Transformasi Peran Pemerintah dalam 25 Tahun Reformasi: Dari Penguasa ke Mitra

ILUSTRASI Transformasi Peran Pemerintah dalam 25 Tahun Reformasi: Dari Penguasa ke Mitra.-Maulana Pamuji Gusti-Harian Disway-
Pengalaman itu bukan teori belaka. Saat menjabat bupati Bojonegoro periode 2008–2018, saya mengalami langsung bagaimana transformasi pemerintahan menuju kolaborasi nyata dapat berdampak besar.
Kami mengusung semangat ”Bekerja Bersama Rakyat” bukan sebagai jargon, tetapi sebagai pendekatan sistemik.
Bojonegoro terpilih sebagai 1 di antara 15 daerah pionir di dunia pada level sub-nasional dalam inisiatif open government partnership (OGP) global.
Itu bukan prestasi simbolis, melainkan pengakuan atas bagaimana pemerintah daerah membuka diri: berbagi data, melibatkan masyarakat dalam perencanaan, dan transparan dalam pengelolaan sumber daya.
Pendekatan itu terbukti efektif. Dalam delapan tahun, angka kemiskinan berhasil ditekan hingga turun hampir 50 persen. Itu bukan semata hasil kebijakan birokratis, melainkan juga buah dari gotong royong lintas pelaku pembangunan –dari petani, guru, wirausaha, hingga aparat desa.
Kami tidak hanya menyusun program dari kantor, tetapi juga hadir di tengah warga, mendengar langsung, dan merumuskan solusi bersama.
NEGARA SEBAGAI ENTITAS PRODUKSI DAN INVESTASI KEHIDUPAN
Untuk benar-benar bekerja bersama rakyat, pemerintah perlu mengubah cara berpikir. Salah satu pendekatan baru yang relevan adalah melihat negara sebagai entitas produksi –sebuah ekosistem yang menghasilkan nilai.

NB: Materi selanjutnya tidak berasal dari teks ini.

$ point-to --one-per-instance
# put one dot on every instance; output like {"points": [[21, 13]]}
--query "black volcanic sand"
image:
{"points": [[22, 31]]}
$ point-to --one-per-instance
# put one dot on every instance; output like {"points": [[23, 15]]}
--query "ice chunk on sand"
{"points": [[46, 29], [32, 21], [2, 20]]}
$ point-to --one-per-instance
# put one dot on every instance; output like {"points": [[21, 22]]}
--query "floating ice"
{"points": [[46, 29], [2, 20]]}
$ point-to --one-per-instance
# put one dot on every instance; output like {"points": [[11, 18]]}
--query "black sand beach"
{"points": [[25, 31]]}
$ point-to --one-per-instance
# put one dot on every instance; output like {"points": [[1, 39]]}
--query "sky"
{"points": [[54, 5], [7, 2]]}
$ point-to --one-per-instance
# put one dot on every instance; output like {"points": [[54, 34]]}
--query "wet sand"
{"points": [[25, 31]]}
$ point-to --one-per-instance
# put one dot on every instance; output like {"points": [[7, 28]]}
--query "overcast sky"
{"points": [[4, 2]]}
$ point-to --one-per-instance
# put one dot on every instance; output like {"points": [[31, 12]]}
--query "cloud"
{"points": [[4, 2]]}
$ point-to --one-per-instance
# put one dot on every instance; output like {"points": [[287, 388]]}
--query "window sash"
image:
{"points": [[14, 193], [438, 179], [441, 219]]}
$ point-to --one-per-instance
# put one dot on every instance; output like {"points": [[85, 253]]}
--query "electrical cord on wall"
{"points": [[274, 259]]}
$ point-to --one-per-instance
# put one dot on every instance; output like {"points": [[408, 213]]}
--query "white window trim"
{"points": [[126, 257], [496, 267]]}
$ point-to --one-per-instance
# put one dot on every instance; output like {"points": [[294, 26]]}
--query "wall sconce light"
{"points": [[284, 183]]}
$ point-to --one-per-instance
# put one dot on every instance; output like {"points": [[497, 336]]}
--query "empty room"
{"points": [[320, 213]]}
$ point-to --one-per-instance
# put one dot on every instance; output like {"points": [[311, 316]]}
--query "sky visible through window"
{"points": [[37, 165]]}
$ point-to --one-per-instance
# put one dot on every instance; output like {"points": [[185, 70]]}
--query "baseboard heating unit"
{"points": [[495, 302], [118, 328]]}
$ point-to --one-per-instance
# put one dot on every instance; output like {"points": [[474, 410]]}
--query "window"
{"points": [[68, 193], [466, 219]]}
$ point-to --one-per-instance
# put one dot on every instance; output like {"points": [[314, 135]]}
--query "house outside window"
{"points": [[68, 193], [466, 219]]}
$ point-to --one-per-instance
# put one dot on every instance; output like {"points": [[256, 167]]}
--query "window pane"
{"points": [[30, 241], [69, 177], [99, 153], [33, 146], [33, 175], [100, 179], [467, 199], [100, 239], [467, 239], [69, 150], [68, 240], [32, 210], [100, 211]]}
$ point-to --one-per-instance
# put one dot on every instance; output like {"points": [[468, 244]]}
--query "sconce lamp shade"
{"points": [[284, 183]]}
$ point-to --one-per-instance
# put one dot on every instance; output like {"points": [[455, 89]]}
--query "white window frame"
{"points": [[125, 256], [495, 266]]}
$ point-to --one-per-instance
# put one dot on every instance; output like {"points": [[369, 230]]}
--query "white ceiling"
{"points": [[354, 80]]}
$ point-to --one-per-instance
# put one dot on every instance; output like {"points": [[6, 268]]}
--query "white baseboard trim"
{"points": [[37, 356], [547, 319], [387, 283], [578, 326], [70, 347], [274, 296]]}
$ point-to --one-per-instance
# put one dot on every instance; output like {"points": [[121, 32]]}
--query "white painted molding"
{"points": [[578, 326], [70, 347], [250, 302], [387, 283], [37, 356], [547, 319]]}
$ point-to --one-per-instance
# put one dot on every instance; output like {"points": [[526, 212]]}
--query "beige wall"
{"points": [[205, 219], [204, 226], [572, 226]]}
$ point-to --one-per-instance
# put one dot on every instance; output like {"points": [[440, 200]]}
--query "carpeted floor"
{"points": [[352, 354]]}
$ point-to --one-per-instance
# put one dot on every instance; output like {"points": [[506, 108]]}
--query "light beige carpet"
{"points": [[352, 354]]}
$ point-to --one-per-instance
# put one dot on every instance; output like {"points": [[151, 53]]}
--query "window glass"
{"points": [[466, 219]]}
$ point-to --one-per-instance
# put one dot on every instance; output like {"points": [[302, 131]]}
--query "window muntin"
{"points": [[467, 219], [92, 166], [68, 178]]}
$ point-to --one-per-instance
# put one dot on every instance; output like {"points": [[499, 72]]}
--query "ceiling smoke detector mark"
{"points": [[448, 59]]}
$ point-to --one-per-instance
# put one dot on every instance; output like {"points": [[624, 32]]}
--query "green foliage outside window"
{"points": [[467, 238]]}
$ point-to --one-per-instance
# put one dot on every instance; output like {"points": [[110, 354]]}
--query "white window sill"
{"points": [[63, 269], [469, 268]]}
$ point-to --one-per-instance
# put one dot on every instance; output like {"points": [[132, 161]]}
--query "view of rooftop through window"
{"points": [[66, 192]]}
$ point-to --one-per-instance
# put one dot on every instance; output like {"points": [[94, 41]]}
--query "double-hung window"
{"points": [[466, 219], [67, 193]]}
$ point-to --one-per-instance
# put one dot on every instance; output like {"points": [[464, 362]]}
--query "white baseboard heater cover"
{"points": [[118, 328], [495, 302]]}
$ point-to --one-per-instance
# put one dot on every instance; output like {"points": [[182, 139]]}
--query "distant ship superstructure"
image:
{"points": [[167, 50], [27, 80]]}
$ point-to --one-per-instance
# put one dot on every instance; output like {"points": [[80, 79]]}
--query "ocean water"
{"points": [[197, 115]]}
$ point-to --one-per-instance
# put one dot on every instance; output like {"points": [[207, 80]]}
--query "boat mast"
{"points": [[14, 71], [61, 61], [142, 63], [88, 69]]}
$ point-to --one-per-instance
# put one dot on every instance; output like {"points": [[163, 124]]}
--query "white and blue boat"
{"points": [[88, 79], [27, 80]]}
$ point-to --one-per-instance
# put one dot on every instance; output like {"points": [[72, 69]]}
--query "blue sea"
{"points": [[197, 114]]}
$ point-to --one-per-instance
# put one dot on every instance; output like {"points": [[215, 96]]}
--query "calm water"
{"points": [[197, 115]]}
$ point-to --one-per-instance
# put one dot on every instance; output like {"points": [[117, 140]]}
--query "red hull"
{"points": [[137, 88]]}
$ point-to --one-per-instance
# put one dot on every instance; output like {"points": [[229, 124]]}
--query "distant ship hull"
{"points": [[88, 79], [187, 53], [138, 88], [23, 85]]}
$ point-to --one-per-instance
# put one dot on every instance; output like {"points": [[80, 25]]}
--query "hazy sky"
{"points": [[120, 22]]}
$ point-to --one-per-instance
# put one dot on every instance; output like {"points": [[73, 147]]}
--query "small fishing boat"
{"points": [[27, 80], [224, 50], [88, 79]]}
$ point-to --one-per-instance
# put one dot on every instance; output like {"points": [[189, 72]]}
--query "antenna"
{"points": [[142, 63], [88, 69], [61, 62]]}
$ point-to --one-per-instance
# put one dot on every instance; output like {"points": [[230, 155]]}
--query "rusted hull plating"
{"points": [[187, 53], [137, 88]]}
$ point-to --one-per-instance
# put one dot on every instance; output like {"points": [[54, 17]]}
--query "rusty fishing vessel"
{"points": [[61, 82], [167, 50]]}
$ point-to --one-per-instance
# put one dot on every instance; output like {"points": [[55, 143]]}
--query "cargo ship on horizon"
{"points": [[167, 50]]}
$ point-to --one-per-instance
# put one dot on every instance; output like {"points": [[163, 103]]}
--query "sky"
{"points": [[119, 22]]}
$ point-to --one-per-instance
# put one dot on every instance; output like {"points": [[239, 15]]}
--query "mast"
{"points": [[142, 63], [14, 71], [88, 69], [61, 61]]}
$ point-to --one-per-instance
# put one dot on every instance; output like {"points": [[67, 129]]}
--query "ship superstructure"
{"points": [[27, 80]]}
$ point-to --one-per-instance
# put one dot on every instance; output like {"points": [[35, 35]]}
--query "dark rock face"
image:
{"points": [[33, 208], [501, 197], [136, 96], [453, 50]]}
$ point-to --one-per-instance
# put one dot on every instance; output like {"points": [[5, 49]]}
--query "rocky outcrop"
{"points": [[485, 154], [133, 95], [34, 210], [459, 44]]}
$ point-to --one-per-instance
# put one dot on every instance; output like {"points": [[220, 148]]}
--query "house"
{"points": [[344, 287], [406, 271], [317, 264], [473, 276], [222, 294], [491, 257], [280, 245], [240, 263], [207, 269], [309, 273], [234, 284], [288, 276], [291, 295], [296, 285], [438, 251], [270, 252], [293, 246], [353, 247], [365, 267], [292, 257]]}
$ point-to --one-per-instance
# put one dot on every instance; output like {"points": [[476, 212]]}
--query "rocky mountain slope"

Dalam hal ini, negara harus menjaga modal dasar seperti alam, manusia, sosial, spiritual, dan infrastruktur.
Pandangan itu selaras dengan kerangka five capitals dari forum for the future (UK): natural, human, social, manufactured, dan financial capital. Kebijakan publik seharusnya menjaga lima modal itu agar pembangunan benar-benar berkelanjutan.
Misalnya, dalam mengatasi kemiskinan, pendekatan tradisional hanya fokus pada bantuan sosial. Namun, kini pemerintah melihatnya sebagai kegagalan sistem dalam menciptakan pendapatan.
Solusinya? Pendidikan yang berkualitas, kewirausahaan, dan perluasan akses pasar –bukan sekadar subsidi.
DARI ”MONEY FOLLOWS FUNCTION” KE ”MONEY FOLLOWS MISSION”
Transformasi berpikir juga terjadi dalam penganggaran. Jika dahulu paradigma umum adalah money follows function (anggaran mengikuti struktur), kini mulai bergeser ke money follows mission (anggaran mengikuti solusi atas masalah rakyat).
Seperti dikatakan Mariana Mazzucato, pakar ekonomi inovasi dari UCL, pemerintah harus berani menjadi mission-oriented, menciptakan solusi sistemik yang tidak disediakan pasar.